Concernant les arrêts recommandés toutes les deux heures, cela semble tellement tomber sous le sens que seuls quelques extrémistes du volant (et du thermique) affirment être capables d’enquiller 6 ou 8 heures de conduite non-stop « parce que je n’ai pas de temps à perdre et que l’autonomie de mon diesel le permet ». Hormis le fait que l’on puisse émettre quelques doutes sur la véracité de ces affirmations et de la notion de temps à quelques dizaines de minutes près lors d’un départ en vacances, ce n’est à mon humble avis pas avec ces quelques cas isolés que l’on construit un argumentaire. La plupart des automobilistes, même en thermique, s’arrêtent au moins deux fois sur un tel trajet de plus de 600 km ou 7 heures, ne serait-ce que pour prendre un café, déjeuner et/ou faire une pause-pipi.

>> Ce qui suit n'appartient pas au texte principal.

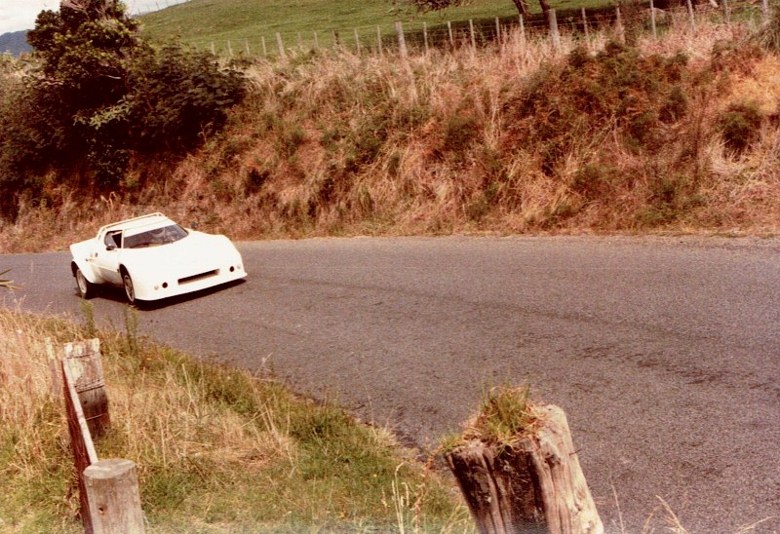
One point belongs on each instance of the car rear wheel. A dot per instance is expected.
(127, 282)
(86, 288)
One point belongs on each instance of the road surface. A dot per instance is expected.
(664, 352)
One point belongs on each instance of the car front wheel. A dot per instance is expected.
(86, 288)
(127, 282)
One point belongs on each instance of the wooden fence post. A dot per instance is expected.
(585, 25)
(81, 444)
(114, 497)
(522, 33)
(534, 485)
(652, 20)
(693, 18)
(82, 360)
(619, 29)
(554, 35)
(399, 30)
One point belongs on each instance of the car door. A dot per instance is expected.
(107, 255)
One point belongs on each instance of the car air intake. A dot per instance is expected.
(196, 277)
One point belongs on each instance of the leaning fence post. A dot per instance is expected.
(693, 18)
(81, 444)
(554, 35)
(399, 30)
(114, 497)
(652, 20)
(83, 361)
(585, 25)
(280, 45)
(621, 32)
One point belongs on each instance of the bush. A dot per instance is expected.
(97, 94)
(616, 88)
(178, 96)
(740, 126)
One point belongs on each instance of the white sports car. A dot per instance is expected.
(154, 258)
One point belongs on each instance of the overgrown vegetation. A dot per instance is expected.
(674, 134)
(96, 96)
(218, 450)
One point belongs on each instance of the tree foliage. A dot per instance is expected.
(99, 94)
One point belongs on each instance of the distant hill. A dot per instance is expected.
(14, 42)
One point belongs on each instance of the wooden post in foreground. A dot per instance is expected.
(83, 360)
(399, 30)
(114, 497)
(81, 445)
(533, 485)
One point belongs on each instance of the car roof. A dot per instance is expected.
(150, 220)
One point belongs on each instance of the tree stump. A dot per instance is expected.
(114, 497)
(532, 485)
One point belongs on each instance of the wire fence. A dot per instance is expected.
(420, 37)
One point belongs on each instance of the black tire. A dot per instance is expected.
(127, 284)
(85, 287)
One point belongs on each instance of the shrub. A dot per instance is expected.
(740, 126)
(178, 96)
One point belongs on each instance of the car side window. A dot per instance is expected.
(113, 239)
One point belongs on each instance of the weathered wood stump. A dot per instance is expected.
(532, 484)
(114, 497)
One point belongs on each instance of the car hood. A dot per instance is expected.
(195, 253)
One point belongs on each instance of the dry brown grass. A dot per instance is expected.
(218, 450)
(340, 144)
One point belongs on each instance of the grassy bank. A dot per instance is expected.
(677, 134)
(218, 450)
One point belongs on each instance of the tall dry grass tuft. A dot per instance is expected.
(217, 449)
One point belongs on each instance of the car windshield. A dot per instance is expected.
(155, 237)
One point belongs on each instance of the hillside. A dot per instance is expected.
(247, 24)
(669, 135)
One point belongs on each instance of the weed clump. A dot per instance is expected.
(616, 89)
(740, 126)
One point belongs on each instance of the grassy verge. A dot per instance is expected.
(218, 450)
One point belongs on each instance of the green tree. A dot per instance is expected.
(99, 95)
(85, 51)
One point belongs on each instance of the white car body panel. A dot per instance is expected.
(194, 261)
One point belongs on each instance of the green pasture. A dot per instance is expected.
(245, 23)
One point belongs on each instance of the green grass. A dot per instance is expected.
(217, 449)
(246, 23)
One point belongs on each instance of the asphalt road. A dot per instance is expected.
(664, 352)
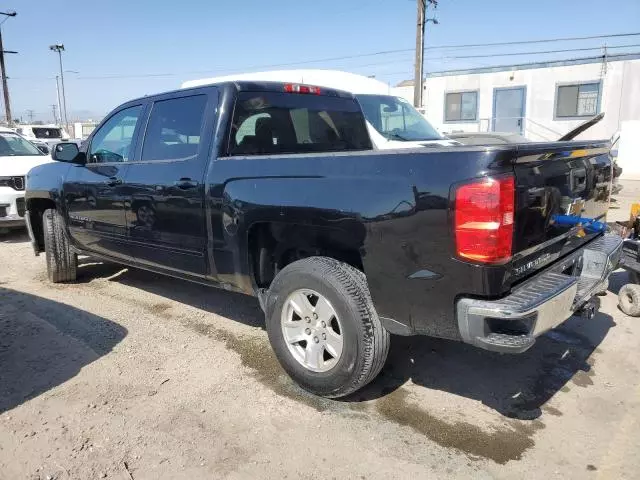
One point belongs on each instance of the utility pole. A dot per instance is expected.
(5, 86)
(419, 65)
(59, 47)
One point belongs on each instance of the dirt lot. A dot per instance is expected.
(130, 375)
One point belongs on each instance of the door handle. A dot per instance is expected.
(185, 183)
(113, 181)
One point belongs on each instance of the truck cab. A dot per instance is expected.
(392, 122)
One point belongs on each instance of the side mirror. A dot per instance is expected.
(67, 152)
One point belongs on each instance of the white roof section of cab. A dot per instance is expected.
(336, 79)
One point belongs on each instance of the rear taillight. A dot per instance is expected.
(295, 88)
(484, 220)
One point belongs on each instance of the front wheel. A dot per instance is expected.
(62, 263)
(629, 299)
(323, 327)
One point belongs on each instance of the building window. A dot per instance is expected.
(578, 100)
(461, 107)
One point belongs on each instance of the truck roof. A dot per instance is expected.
(249, 86)
(351, 82)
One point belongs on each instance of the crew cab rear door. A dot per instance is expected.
(164, 208)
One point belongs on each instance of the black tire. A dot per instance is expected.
(62, 263)
(629, 299)
(365, 340)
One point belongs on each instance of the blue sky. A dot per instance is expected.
(114, 44)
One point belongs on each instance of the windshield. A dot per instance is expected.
(47, 132)
(396, 119)
(13, 145)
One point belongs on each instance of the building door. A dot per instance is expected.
(508, 109)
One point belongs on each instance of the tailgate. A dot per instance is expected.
(560, 187)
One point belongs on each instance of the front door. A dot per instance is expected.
(508, 109)
(94, 192)
(165, 185)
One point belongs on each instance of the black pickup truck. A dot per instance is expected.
(273, 190)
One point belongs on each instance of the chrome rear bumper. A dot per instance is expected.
(511, 324)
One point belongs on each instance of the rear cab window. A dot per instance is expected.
(276, 123)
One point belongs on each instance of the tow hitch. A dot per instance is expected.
(588, 310)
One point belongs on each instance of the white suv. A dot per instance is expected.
(17, 157)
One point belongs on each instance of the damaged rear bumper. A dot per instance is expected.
(511, 324)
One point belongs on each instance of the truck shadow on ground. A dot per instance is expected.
(44, 343)
(14, 236)
(516, 386)
(235, 306)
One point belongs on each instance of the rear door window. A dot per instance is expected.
(173, 130)
(272, 123)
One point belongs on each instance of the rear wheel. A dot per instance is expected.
(629, 299)
(323, 326)
(62, 263)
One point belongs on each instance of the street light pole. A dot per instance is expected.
(60, 48)
(5, 86)
(58, 95)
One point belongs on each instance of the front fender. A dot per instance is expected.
(45, 182)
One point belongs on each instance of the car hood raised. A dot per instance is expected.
(20, 166)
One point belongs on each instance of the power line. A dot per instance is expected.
(599, 57)
(362, 55)
(372, 54)
(510, 54)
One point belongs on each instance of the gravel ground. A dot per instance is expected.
(129, 375)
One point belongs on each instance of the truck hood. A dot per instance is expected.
(20, 166)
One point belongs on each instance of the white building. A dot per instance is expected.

Dans ce cas, les arrêts recharge permettent précisément de faire la même chose, et de fait ils ne comptent plus dans l’équation.
Alors, le temps de trajet en électrique est-il réellement un faux problème ?
Probablement, mais nous parlons là dans un monde idéal, avec des données extraites d’applications, et non d’expériences vécues. Dans la réalité, il faut bien admettre que c’est parfois un peu différent, essentiellement en raison de deux facteurs : la fiabilité des bornes de recharge et leur disponibilité, notamment pour les points de recharge uniques, qui – quand ils fonctionnent – peuvent être pris d’assaut durant les grandes migrations, générant de longues files d’attente.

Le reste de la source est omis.